Il est le mari de la réalisatrice palestinienne Mai Masri, avec laquelle il partage une conception du cinéma comme forme d'engagement politique[6],[5].
Films
- 1973 : Alors, premier film de Jean Chamoun, qui étudiait le cinéma à l’Université Paris 8 à Vincennes ; ce documentaire est centré sur les luttes des étudiants libanais à Paris[7].
- 1977 : participation au film collectif Tell al-Za'tar (avec Mustafa Abu Ah et Pino Adriano), à propos du camp palestinien de Tell al-Zaatar assiégé[8],[9].
- 1979 : Hymne à la Liberté / La cantique des hommes libres / Anshuda al-ahrar.[9]
- 1983, avec Mai Masri : Sous les décombres / Tahtal ankad (48'), ce documentaire[9] évoque la vie quotidienne des Libanais pendant le siège de Beyrouth par l'armée israélienne en 1982[10],[11] ; prix spécial du jury du Festival de Valence[12]
- 1986, avec Mai Masri : Fleurs sauvages : Femmes du Sud Liban / Fleurs d'ajonc: Femmes du Sud du Liban/ Zahrat el koundoul (71')[9] ; ce documentaire traite du rôle des femmes pendant l'invasion israélienne du Liban de 1982 ; prix de la critique du Festival du film de Carthage et prix spécial du jury du Festival de Valence[13]

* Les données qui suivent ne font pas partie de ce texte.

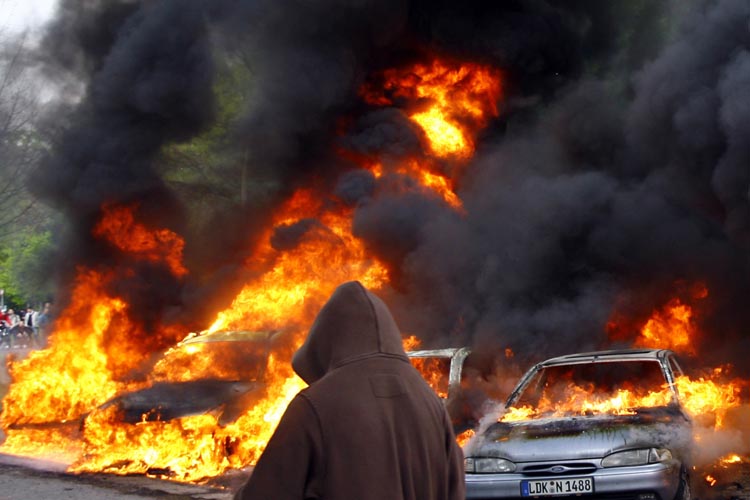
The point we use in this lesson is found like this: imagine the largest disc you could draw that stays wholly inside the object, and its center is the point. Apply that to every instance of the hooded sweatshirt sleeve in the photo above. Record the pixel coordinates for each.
(289, 466)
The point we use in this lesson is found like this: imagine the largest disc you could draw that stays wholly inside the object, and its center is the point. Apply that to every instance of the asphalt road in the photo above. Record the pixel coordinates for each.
(19, 481)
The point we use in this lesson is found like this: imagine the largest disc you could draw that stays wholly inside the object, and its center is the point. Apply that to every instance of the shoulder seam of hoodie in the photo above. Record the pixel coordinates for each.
(346, 361)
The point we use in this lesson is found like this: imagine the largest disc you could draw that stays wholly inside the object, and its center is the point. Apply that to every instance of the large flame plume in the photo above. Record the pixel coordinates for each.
(91, 358)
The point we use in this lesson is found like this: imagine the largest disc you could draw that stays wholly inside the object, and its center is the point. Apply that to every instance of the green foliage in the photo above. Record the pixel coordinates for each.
(22, 269)
(206, 172)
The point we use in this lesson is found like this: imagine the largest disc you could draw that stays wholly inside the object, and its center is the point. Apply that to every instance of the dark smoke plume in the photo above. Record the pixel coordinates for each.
(616, 171)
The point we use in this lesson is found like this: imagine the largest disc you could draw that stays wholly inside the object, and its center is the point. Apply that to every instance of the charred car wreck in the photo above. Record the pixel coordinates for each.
(601, 425)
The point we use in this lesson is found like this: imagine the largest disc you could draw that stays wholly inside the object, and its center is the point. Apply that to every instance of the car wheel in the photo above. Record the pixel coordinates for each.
(683, 491)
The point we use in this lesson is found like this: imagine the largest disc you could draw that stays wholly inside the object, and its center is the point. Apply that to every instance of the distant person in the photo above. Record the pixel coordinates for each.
(43, 321)
(368, 427)
(13, 319)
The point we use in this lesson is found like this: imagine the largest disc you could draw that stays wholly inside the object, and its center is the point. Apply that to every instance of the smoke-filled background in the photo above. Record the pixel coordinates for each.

- 1988, avec Mai Masri : Génération de la guerre — Beyrouth / Beyrouth, la génération de la guerre (52')[9] ; le film retrace le parcours de trois personnes qui ont vécu la guerre[14] ; le film est récompensé du Bronze Apple Award[15]
- 1990, avec Mai Masri : Les Enfants du Feu / Atfel jab al al nar (50')[9] ; le film porte sur l'intifada palestinienne[16]
- 1992, avec Mai Masri : Rêves suspendus / Ahlam mu'allaqa (52')[9]
- 1994 : L'otage de l'attente / Hostage of Time (en) / Rahinat el-intizar (50')[9] ; le film évoque les Libanais qui vivent à quelques kilomètres de la frontière israélo-libanaise[17] ; Silver Award au Festival international de programmes audiovisuels documentaires de Biarritz (à Cannes)[18] et prix spécial du jury au Festival d'Ismaïlia[19]
- 1995, avec Mai Masri : Hanan Ashwari: femme de son temps[9]
- 1998, avec Mai Masri : Les Enfants de Chatila (47')[9]
- 1999 : Face à la Destruction / Ma adhan fi wjh aal-dammar[9]
- 2001, avec Mai Masri : Frontières du rêve et de la peur / Ahlam al-manfa (2001, 56', vidéo)[9]
- 2003, avec Mai Masri : La lanterne magique [9]
- 2006, avec Mai Masri : Comédie dans la ligne de mire / Sourire enflammé[9]
- 2006, avec Mai Masri : La mémoire renaissante (2006)[9]
- 2000 : L'Ombre de la ville / Taif al-madina (100')[9] : l'action se déroule pendant la guerre du Liban (1975-1990) ; un jeune adolescent, Rami, 12 ans, quitte le Sud du Liban en proie à la guerre, et se rend à Beyrouth, où il devient serveur dans un café[5]. Il est marqué par la mort de l'un de ses amis, musicien, assassiné, et le départ de sa meilleure amie, Yasmine[20]. Des années plus tard, son père ayant été enlevé sur la ligne de démarcation à Beyrouth, il rejoint la milice pour le retrouver et rencontre Siham, elle-même en quête de son mari disparu[5]. Il s'agit du premier long-métrage de fiction du réalisateur.
- 2004 : Terre des femmes / Femmes au-delà des frontières / Ard ennissa' : (58') ce film est le plus connu du réalisateur[2] ; il est centré sur des femmes palestiniennes[21].